Washington, DC, Oct. 22, 2010 – Good afternoon, thank you for taking the time to come to this press briefing on Haiti.
An outbreak of cholera in the Artibonite region of Haiti has resulted in more than 1,500 cases and 138 deaths since Tuesday, according to reports received by the Pan American Health Organization or PAHO. These are preliminary figures and we expect them to change.
Specimens from hospitalized patients were rapid-tested by Haiti's national laboratory in Port au Prince and were subsequently confirmed to be actually cholera in this lab, which is supported by CDC.
The reported cases and deaths have come primarily from areas where there was no direct damage from the earthquake, but where there are vulnerable populations living in impoverished situations.
We do not know yet if cases are occurring in the temporary settlements housing people who were displaced by the January 12th earthquake. We are diligently looking for any additional cases, particularly in these vulnerable communities.
Cholera is transmitted through fecal contamination of water and food. In places where there is infrastructure damage, the lack of safe drinking water and poor sanitation and hygiene can increase the risk of cholera, as well as numerous other diarrheal diseases.Fortunately, cholera is easily treatable, and if patients are given oral rehydration salts promptly to replace lost fluids, they can nearly always be cured.
In a small percentage of people, cholera can cause very severe dehydration potentially leading to death. In these cases, intravenous administration of fluids is needed to save the person's life.
Outbreaks can be mitigated and deaths can be reduced through several measures that are effective with community participation. Human practices in personal hygiene and food preservation have a major impact on the occurrence and severity of outbreaks.

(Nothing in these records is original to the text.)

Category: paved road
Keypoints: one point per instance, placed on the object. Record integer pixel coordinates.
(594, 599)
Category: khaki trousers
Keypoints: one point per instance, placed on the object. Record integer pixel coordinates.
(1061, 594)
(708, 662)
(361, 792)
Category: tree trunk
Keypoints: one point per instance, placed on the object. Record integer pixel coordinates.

So really the bottom line in response to this current situation, is to minimize the number of people infected through mitigating measures such as frequent hand washing, personal hygiene, safe water use and food preparation, while at the same time minimizing the number of deaths through effective case management that prevents severe dehydration.

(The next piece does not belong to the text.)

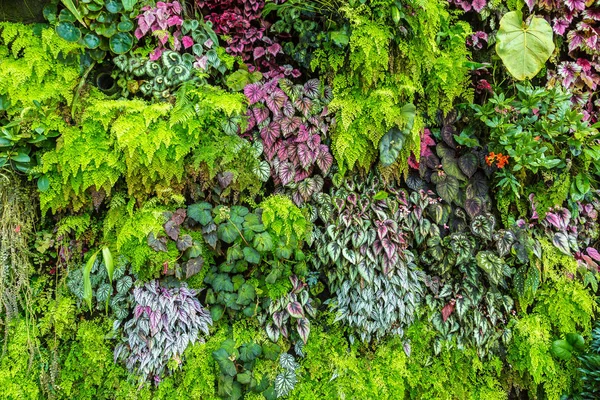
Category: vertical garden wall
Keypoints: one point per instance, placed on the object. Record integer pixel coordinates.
(303, 199)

Cholera is considered an immediate health risk after disasters only when it is already present in the affected area. No cases of cholera had been reported in Haiti for some time, so we were not expecting to see the disease based on previous experience.
Surveillance was, however, monitoring for clusters of acute diarrhea, and up to now we had not seen clusters of acute diarrhea of this size.
The preliminary case fatality rate is over 9 percent, but this is likely to change.
In support of the local and national response, PAHO has mobilized epidemiologists and other experts from its office in Port au Prince and from other countries to help investigate and manage the outbreak. This includes experts with experience in cholera.
PAHO is also ready to provide the needed supplies identified by the Ministry of Health.
PAHO currently has medicines and supplies in stock at the PROMESS warehouse near the Port-au-Prince airport including 750,000 packets of oral rehydration salts-enough to treat 100,000 cases of moderate diarrhea-and enough intravenous (IV) fluids to treat 4,000 cases of severe diarrhea. PROMESS also has 300,000 courses of antibiotics. Haiti will need more supplies as cases continue to emerge. PAHO is working very hard to ensure sufficient supplies will be made available as we see more cases.
PAHO is collaborating with health cluster partners, including the Cuban medical mission, MSF, Minustha, OCHA, USAID, USCDC, UNICEF and other governmental and non governmental organizations to respond to the outbreak.
PAHO is also coordinating closely with health officials in the U.S. and Canada, including with HHS, the State Department, the CDC, NIH, the FDA, and USAID and in Canada, with Health Canada, PHAC, and CIDA.
I will stop there and answer any questions that you may have.